森林を育て、木を活かし、建築として長く使い、エネルギーとして活用し、再び森林へつなぐ。
住友林業グループは、この循環を「ウッドサイクル」として事業の基盤に据え、
環境価値と経済価値を両立しながら持続可能な社会と企業価値の向上を目指します。

中期経営計画「Mission TREEING 2030 Phase 2」
1年目の振り返りと経営の課題認識

 世界の政治・経済情勢は不確実性を増し、金利やインフレ動向、地政学的リスクなど、企業経営を取り巻く環境はこれまで以上に複雑になっています。住宅・建設市場においても、金融環境の変化や資材価格の高騰、労働力不足などを背景に、先行きの不透明な状況が続いています。さらに、地域ごとに市場環境や需要構造が大きく異なるため、グローバルに事業を展開する企業には、各地域の状況を的確に見極めながら柔軟な経営判断を行うことが求められています。加えて、脱炭素やESGを巡る潮流も、各国の政策や社会情勢の影響を受けながら揺れ動いており、企業にとって長期視点での意思決定は一層難しい局面を迎えています。
 こうした事業環境のもと、中期経営計画「Mission TREEING 2030 Phase 2」の初年度である2025年12月期は、住友林業グループにとっても難しい舵取りを求められた1年となりました。国内住宅事業や2024年11月に買収したMetricon社の業績が寄与した豪州住宅事業が堅調に推移し、連結売上高が前年を上回った一方で、当社業績の大きな柱である米国住宅事業での市場低迷が続いたことから、利益面では前年を下回る結果となりました。
 脱炭素社会の実現に向けた国内外での取り組みや、M&A、新規プロジェクトを通じたグローバル展開は着実に進展しましたが、一部の業績不振事業の収益性改善やAI活用のためのデータ基盤の構築、グローバル人財の確保など、「稼ぐ力の向上」や「経営基盤の強化」といった面では引き続き課題が残されています。

 当社グループは、これまで短期的な市場環境の変化に左右されるのではなく、長期的な視点で企業価値の向上につながる事業基盤の構築に努めてきました。森林から木材、建築、エネルギーへと広がるバリューチェーンである「ウッドサイクル」を通じて社会に価値を提供するという考え方は、当社グループの経営の根幹を成すものであり、森林資源の循環利用や木材利用の拡大など、時間をかけて価値を創出していく当社の事業にとって、長期視点に立った経営判断は不可欠なものとなっています。
 私は、厳しい環境こそが、ビジネスモデルの原点に立ち返り次の成長に向けた改革を進める、絶好の機会になると考えています。

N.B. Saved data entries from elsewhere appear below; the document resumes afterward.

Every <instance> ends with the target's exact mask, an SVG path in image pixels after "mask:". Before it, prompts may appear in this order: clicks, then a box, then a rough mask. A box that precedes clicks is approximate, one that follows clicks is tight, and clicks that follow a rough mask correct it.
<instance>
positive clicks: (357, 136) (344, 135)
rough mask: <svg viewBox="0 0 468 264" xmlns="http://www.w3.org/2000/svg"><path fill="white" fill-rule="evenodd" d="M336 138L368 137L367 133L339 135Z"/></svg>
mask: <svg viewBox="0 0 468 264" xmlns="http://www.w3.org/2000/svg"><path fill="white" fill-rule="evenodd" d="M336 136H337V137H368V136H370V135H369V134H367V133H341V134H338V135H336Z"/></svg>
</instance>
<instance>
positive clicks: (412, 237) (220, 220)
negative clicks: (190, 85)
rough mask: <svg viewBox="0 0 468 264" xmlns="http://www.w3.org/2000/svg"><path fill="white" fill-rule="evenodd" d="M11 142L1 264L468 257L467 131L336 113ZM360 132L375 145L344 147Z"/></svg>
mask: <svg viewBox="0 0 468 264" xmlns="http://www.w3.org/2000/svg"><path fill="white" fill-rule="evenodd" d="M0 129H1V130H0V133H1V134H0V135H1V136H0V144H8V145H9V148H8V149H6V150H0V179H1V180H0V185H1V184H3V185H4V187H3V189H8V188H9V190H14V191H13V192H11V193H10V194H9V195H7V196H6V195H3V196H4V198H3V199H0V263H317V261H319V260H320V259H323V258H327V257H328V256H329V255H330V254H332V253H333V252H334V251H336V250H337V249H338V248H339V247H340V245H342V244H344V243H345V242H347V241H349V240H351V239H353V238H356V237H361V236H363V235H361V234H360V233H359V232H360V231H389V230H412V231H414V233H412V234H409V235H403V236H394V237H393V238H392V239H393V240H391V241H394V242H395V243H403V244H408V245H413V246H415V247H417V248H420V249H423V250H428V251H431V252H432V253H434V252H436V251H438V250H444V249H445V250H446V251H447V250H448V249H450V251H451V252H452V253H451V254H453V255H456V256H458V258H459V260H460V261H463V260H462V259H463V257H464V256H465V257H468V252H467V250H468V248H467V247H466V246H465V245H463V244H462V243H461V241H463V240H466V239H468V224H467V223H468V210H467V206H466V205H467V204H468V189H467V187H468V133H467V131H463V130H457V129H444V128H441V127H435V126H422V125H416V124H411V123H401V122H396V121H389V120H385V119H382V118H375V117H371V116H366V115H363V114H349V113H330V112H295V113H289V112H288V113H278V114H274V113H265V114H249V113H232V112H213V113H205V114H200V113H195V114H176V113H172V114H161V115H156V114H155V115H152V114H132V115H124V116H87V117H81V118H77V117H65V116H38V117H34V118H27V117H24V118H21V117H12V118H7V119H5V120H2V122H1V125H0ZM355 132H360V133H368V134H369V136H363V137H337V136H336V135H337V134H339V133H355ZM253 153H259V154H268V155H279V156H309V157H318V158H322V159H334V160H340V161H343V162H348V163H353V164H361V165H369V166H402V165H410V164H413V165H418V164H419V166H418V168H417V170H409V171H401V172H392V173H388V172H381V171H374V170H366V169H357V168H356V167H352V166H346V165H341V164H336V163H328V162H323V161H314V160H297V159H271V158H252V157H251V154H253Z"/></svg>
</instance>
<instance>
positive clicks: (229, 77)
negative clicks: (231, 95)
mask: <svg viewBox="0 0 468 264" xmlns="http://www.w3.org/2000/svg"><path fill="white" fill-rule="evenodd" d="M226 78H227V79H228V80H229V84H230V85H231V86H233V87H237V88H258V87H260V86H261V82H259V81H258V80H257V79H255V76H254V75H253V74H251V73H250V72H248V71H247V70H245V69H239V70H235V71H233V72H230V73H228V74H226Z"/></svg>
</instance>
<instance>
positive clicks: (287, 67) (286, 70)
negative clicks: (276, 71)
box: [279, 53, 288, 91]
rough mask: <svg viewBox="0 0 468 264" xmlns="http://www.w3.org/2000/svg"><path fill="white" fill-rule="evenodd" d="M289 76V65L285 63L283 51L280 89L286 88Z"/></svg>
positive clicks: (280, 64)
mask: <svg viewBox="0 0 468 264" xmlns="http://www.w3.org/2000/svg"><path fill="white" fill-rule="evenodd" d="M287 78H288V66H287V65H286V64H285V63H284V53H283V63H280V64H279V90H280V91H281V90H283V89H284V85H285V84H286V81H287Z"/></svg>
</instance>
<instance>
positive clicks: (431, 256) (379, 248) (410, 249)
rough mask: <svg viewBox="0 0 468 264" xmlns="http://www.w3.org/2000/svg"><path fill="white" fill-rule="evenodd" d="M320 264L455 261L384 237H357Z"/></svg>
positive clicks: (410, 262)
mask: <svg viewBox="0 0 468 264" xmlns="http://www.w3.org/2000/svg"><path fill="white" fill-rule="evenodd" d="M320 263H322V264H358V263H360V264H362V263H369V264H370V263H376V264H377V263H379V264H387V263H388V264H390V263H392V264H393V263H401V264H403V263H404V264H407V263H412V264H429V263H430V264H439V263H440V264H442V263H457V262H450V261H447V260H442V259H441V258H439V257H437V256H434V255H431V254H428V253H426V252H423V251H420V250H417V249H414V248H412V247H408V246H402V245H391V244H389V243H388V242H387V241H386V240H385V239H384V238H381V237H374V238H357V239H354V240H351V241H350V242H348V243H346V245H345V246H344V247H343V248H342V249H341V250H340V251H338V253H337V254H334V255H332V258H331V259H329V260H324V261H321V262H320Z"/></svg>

不確実性が高い時代だからこそ、短期的な市場動向に対応しながらも、長期的な価値創造の視点に立った経営判断が求められます。次の飛躍に向けた改革を実行し、長期ビジョン「Mission TREEING 2030」の実現に向けた道筋を確かなものにしてまいります。

グローバル展開の深化

光吉社長

 日本では今後も人口の減少が続きますが、世界には先進国・新興国を問わず人口増加と経済成長を続ける国々が多く存在します。成長市場の住宅需要を着実に取り込み、森林資源の確保や木材・建材の需要創出、木造建築の普及を図るには、当社のバリューチェーン「ウッドサイクル」を軸としたグローバル展開の深化は不可欠です。当社グループは、短期的な需給のサイクルを超えた中長期的な企業価値向上の視点に立ち、高成長が期待できる世界の市場で積極的な投資を進めています。
 当社グループの成長をけん引する中核事業に成長した米国戸建住宅事業では、M&Aによるエリア拡大とグループビルダー5社を通じた事業基盤の拡充により、合計供給戸数は全米第11位相当※1の規模に達しました。この事業基盤をさらに拡大するための重要なステップとして、2026年2月に米国の上場ホームビルダーであるTri Pointe Homes社の買収契約を締結しました。同社は全米13州で事業を展開し、2025年には約5,000戸の住宅を供給しており、特に、全米第3位の住宅市場であり当社グループが未進出のカリフォルニア州で強固な基盤を築いています。またデザイン性や品質、顧客ニーズに応える商品開発力に基づく、高付加価値戦略を強みとしています。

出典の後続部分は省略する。